The research team created variant models and tested the function of these variations through a series of biochemical assays. Their innovative methodology can successfully identify variants that are probably to blame for missing heritability easier by combining functional investigations with carefully selected small cohorts.

Global analysis of the six variants of unknown significance via homology directed repair (HDR) assay and colony survival assay showed that several were defective in effecting DNA repair after damage. Given that ATM’s key role in the cell is as a protein kinase, the team proposed that impaired phosphorylation of one or more downstream targets of ATM in the DNA damage response pathway underlies the majority, if not all, of the variants that showed reduced function in the HDR and colony survival assays.

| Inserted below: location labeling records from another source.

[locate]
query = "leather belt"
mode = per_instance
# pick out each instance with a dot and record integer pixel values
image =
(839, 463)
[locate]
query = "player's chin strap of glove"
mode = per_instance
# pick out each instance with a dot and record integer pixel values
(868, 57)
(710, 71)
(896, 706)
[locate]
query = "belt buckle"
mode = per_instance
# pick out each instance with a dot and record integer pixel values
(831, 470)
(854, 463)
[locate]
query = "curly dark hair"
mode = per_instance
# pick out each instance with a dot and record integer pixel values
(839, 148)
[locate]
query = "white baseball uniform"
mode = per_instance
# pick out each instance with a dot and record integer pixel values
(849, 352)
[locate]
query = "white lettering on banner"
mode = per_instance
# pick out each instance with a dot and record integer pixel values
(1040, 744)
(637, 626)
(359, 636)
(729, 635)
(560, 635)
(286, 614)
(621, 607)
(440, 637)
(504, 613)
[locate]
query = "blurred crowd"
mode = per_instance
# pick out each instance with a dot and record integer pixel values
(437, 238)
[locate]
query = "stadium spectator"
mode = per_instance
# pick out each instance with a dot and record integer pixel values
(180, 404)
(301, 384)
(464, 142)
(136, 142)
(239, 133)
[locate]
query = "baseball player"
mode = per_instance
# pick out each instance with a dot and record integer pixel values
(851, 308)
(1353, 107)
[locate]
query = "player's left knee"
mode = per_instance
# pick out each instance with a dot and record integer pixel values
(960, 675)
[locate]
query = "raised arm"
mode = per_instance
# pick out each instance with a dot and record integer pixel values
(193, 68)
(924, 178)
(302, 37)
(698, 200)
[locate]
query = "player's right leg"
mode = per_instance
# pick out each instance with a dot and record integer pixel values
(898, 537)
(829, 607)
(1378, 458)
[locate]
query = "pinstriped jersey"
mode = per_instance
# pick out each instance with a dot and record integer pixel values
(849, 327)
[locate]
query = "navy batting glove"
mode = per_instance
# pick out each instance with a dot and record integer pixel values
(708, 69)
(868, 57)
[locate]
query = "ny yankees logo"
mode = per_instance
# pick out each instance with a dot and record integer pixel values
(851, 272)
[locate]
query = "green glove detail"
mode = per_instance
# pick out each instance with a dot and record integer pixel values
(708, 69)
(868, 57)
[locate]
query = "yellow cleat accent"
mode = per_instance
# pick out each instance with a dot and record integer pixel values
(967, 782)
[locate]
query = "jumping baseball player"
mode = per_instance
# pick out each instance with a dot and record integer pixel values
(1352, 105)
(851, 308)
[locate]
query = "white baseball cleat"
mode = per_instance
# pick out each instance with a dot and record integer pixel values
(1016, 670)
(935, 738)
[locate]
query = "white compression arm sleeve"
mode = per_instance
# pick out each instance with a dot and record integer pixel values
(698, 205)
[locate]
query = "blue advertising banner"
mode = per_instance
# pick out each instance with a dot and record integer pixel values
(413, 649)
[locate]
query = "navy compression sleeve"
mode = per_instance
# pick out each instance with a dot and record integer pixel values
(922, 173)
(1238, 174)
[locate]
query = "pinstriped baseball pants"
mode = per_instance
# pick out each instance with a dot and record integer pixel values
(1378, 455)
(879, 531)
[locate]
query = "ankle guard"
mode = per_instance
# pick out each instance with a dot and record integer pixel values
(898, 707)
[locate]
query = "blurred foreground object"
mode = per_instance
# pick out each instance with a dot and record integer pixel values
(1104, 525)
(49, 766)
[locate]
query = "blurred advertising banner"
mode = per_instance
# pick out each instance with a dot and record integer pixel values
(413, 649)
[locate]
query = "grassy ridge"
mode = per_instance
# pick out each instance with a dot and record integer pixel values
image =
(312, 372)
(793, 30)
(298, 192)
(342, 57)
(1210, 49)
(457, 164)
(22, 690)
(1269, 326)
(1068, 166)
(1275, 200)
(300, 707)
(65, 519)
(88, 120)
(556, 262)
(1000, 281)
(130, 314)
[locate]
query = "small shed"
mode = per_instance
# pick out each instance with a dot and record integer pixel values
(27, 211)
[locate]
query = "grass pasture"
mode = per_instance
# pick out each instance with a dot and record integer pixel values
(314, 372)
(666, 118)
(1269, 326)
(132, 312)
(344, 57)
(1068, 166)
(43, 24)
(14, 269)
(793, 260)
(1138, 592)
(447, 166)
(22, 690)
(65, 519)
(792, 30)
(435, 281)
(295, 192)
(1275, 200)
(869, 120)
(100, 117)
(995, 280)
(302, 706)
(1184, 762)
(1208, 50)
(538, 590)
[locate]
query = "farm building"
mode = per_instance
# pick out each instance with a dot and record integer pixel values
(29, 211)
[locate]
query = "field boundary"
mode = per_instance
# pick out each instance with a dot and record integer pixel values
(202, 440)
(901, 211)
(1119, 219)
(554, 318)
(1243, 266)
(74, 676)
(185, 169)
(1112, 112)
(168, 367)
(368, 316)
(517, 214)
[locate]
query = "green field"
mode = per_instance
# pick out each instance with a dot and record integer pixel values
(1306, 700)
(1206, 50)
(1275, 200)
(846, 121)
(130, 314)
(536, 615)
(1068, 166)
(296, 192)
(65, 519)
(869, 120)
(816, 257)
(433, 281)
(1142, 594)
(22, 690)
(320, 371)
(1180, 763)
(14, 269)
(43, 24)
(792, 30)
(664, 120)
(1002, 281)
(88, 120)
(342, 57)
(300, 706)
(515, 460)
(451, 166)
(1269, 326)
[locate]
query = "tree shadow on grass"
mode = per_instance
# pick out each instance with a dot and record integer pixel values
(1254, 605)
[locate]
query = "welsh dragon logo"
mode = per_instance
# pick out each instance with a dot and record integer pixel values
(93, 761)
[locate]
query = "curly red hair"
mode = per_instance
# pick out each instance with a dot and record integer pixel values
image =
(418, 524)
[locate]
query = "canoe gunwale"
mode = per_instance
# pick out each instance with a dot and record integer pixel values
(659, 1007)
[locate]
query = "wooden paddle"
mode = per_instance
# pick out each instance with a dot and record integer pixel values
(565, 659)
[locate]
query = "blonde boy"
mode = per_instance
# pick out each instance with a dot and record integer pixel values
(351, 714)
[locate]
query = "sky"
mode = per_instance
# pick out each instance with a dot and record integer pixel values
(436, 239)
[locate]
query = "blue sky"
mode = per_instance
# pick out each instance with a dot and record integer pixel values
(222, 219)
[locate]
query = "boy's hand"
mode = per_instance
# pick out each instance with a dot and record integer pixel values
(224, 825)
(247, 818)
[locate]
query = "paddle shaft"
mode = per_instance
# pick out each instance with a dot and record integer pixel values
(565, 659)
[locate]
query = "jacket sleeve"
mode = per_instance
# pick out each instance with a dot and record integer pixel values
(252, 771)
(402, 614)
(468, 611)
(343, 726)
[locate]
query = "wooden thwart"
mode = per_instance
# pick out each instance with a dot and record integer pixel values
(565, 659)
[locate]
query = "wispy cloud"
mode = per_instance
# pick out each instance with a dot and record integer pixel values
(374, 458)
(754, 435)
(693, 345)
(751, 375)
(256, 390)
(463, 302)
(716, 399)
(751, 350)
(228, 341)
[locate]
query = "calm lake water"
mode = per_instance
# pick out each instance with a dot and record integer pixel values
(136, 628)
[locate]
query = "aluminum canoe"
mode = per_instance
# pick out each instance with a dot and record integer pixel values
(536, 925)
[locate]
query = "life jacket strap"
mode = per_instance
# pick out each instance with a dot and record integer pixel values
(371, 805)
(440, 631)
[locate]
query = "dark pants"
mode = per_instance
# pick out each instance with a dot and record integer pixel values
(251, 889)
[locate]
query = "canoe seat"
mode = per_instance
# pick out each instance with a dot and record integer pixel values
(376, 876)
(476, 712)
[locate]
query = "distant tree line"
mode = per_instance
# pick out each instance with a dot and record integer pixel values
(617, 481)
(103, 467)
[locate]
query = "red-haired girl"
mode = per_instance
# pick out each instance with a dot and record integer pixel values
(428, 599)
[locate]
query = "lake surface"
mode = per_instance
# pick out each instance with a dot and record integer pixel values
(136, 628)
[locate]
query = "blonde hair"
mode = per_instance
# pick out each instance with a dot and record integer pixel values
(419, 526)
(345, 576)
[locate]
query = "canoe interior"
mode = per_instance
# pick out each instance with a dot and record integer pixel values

The authors studied the mechanistic impact of each of the six ATM VUS by examining several ATM phosphorylation targets. One variant, V2540I, showed similar activity in the HDR and colony survival assays to the negative assay controls (ATM knockdown and the known kinase dead variant S1981A). Reduced phosphorylation was also seen affecting several key ATM downstream targets, likely causing the impaired DNA damage response observed by the authors. Similarly, the authors observed reduced activity and defective phosphorylation for the variant S333F, though not as severe as V2540I. Given the abundance of phosphorylation targets for the ATM kinase, the authors were unable to find a mechanistic explanation for the decreased DNA repair efficacy conferred by the variants F1463C and S49C, though they propose several hypotheses to explain the phenomena, including impairment of activity relating to an unstudied target, additive, mild defects in phosphorylation across targets, or some other mechanism, such as a structural change affecting protein folding or interaction with other proteins. For the variant S49C, evidence for additive defects across many targets may be reflected in the dramatic decrease in CDC25A phosphorylation, a final stage event in the DNA damage response pathway.

In conclusion, the new study by the Tainsky lab team offers a novel, elegant method that can locate and examine the “missing” inherited mutations that elude doctors and produce false negative results in cancer gene testing panels, directly addressing the limitations of current variant assessment methods. The cost-benefit payoff of such studies shows that small-scale but rigorous in vitro examination of variants of uncertain significance can advance the cause of human health and increase the accuracy and utility of cancer genetic testing.


Baughan SL, Darwiche F, Tainsky MA. Functional analysis of ATM variants in a high risk cohort provides insight into missing heritability. Cancer Genetics. 2022;264:40-9.